Dr. Oliver Vietze, CEO und Chairman der Baumer Group, im Interview

Dr. Oliver Vietze, CEO und Chairman der Baumer Group, im Interview

Mehrwert nutzbar machen

Sensoren und Bildverarbeitung sind wichtige Größen, um Industrie 4.0 umfassend umsetzen zu können. Aber was müssen beide heute leisten, damit sie den Ansprüchen der Anwender gerecht werden? Wie viel Potenzial bietet dabei das Applikationsfeld der Robotik? Um dies herauszufinden sprachen wir mit Dr. Oliver Vietze, CEO und Chairman der Baumer Group.

Vor rund zehn Jahren hat die Branche sicher zu viel versprochen bezüglich Einfachheit bei der Nutzung von verarbeitungslösungen. (Bild: Baumer Group)

Vor rund zehn Jahren
hat die Branche sicher zu
viel versprochen bezüglich
Einfachheit bei der Nutzung von
Bildverarbeitungslösungen. (Bild: Baumer Group)

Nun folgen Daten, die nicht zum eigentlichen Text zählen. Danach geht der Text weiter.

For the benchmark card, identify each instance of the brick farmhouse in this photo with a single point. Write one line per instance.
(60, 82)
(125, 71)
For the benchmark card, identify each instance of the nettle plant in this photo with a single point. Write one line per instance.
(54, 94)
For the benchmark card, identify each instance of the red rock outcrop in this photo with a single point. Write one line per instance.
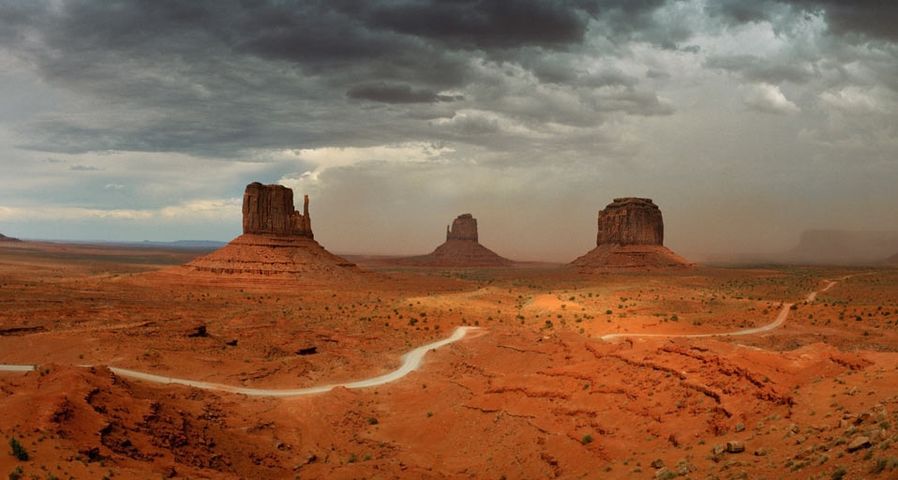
(464, 227)
(630, 235)
(276, 240)
(461, 249)
(631, 221)
(268, 210)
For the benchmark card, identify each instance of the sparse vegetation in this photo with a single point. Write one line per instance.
(17, 450)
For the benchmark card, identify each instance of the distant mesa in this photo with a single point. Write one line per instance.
(630, 235)
(461, 249)
(843, 247)
(268, 210)
(276, 240)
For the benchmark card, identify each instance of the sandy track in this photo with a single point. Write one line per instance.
(776, 323)
(410, 362)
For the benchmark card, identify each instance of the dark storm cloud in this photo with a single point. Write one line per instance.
(222, 77)
(397, 93)
(865, 19)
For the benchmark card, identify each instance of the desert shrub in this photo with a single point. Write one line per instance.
(16, 474)
(838, 473)
(17, 450)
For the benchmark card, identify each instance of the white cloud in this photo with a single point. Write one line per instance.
(333, 157)
(189, 211)
(768, 98)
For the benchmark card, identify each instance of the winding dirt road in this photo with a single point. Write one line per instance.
(410, 362)
(776, 323)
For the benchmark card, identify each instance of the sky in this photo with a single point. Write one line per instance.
(747, 122)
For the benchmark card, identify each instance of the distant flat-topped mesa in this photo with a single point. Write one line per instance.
(631, 235)
(461, 249)
(268, 210)
(277, 240)
(464, 227)
(631, 221)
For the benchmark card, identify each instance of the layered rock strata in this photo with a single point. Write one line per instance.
(461, 249)
(277, 240)
(630, 236)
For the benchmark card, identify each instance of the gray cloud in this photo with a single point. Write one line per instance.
(397, 93)
(453, 106)
(763, 70)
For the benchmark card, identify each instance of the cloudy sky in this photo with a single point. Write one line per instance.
(746, 121)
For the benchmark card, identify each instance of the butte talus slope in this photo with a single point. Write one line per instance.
(276, 240)
(631, 235)
(461, 249)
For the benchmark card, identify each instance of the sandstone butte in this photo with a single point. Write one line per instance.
(277, 240)
(461, 249)
(630, 235)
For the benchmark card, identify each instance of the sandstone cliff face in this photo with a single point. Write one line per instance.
(464, 227)
(631, 236)
(268, 210)
(461, 249)
(631, 221)
(277, 241)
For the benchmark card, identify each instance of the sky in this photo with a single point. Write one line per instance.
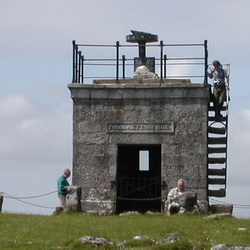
(36, 66)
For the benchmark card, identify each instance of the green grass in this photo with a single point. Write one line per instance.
(18, 231)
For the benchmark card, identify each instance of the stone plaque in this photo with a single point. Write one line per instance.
(141, 127)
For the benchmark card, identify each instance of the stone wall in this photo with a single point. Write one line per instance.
(184, 150)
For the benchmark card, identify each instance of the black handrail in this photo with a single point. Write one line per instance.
(80, 61)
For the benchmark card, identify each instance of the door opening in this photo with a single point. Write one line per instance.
(138, 178)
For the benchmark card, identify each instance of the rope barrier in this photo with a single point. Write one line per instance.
(31, 204)
(30, 197)
(235, 205)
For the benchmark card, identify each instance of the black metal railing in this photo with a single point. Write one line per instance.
(87, 66)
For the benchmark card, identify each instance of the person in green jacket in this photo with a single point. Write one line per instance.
(62, 184)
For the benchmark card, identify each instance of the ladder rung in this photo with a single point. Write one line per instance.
(217, 160)
(217, 150)
(217, 193)
(218, 119)
(217, 140)
(220, 131)
(215, 181)
(221, 172)
(211, 108)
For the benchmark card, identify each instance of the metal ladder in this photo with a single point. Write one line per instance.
(217, 145)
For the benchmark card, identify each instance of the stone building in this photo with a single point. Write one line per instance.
(134, 138)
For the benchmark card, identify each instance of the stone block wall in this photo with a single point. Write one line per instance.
(183, 151)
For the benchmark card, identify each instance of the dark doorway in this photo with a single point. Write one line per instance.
(138, 178)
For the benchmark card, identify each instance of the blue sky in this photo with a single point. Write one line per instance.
(36, 66)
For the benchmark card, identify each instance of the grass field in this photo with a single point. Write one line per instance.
(19, 231)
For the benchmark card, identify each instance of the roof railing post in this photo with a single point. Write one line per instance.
(82, 67)
(205, 63)
(79, 67)
(117, 61)
(123, 66)
(161, 63)
(165, 66)
(74, 60)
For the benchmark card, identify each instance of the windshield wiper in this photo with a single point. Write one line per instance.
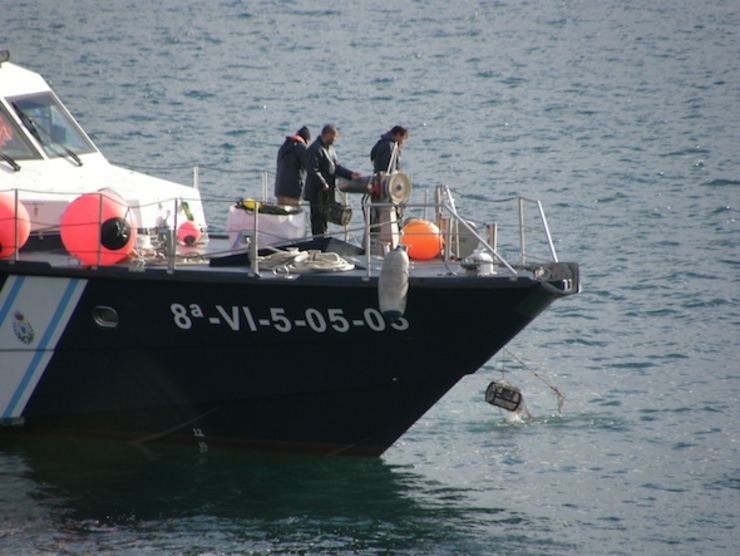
(13, 163)
(34, 129)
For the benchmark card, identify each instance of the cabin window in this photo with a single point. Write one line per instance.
(48, 121)
(13, 142)
(105, 317)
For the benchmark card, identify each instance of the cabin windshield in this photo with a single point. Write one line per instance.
(13, 142)
(51, 125)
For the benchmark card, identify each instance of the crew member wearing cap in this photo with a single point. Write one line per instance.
(382, 153)
(291, 168)
(323, 170)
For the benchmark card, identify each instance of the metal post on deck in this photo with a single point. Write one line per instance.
(368, 242)
(547, 231)
(521, 230)
(253, 248)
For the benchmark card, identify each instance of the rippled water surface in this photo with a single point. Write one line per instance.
(622, 117)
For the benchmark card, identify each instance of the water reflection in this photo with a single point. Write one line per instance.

ROBOTIK UND PRODUKTION: Was muss ein Sensorhersteller heutzutage tun, damit er erfolgreich ist?
Dr. Oliver Vietze: Sensoren sind eine Schlüsselkomponente zur Realisierung einer smarten Produktion oder von Industrie-4.0-Szenarien. Der Bedarf an Sensoren wird also grundsätzlich weiter steigen. Wir sehen drei Handlungsfelder bei unseren Kunden: Flexibilisierung der Anlagen hin zur Stückzahl 1, Erhöhung der Maschineneffizienz sowie die Reduktion der Gesamtkosten einer Anlage. Die IO-Link-Schnittstelle erlaubt die Digitalisierung bis ganz unten in die Produktionsanlagen. Die Herausforderung besteht nun darin, diese Möglichkeiten mit Mehrwert nutzbar zu machen. Hierfür bedarf es einer engen Zusammenarbeit zwischen dem Sensorhersteller und dem Maschinen- oder Anlagenbauer, um gemeinsam neue Lösungen mit echtem Kundennutzen zu entwickeln.

ROBOTIK UND PRODUKTION: Wie kann man sich überhaupt noch vom Wettbewerb abheben?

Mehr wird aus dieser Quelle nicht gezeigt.